Converting Fortran 77 code to Python


I have looked at this Q/A Intent of this Fotran77 code and I have almost converted the below Fortran77 style code into Python 3.x except I had a doubt where the i = i + 1 should be placed in the Python version. As mentioned in the comments of the linked question I have done the conformance tests and the results are off by a margin of 2. Hence the question.

i = 0
500 continue
i = i +1
if (i .le. ni) then
  if (u(i,j-1) .gt. -9999.) then
     r(1,j) = u(i,j-1)
     go to 600
  else
    missing = i
    go to 500
  end if
 end if
600  continue

Here is my Python version

  i = 0
  while (i <= ni):
     i = i+1
     if (u[i,j-1] > -9999.0):
         r[0,j] = u[i,j-1]
         break
     else:
       missing = i

Did I place the increment counter at the right location ?


Solution

  • Directly translating is not advised because you loose a number of nice efficient coding features of python.

    To do this properly in python you should 1) recognize the 0- index convention of python, and 2 ) recognize that that fortran is column major and python is row major so you should reverse the index ordering for all multi-dimensional arrays.

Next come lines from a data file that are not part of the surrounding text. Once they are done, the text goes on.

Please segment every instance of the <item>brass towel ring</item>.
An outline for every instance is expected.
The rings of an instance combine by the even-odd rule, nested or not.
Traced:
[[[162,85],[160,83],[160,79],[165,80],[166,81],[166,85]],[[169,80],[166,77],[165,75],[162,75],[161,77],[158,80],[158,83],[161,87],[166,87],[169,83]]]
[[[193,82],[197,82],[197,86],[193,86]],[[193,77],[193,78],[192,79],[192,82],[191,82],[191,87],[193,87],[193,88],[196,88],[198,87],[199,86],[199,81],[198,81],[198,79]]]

    If you do that the loop can be written:

    try: 
     r[j,0]=[val for val in u[j] if val > -9999 ][0]
     missing=False
    except:
     missing=True
    

    I'm assuming we don't actually need the numeric value of missing. If you need it you will have something like this:

    try: 
     missing,r[j,0]=[(index,val) for (index,val) in enumerate(u[j]) if val > -9999 ][0]
    except:
     missing=-1 
    

    You could also use next which would be faster, but it gets a little trickier handling the missing condition.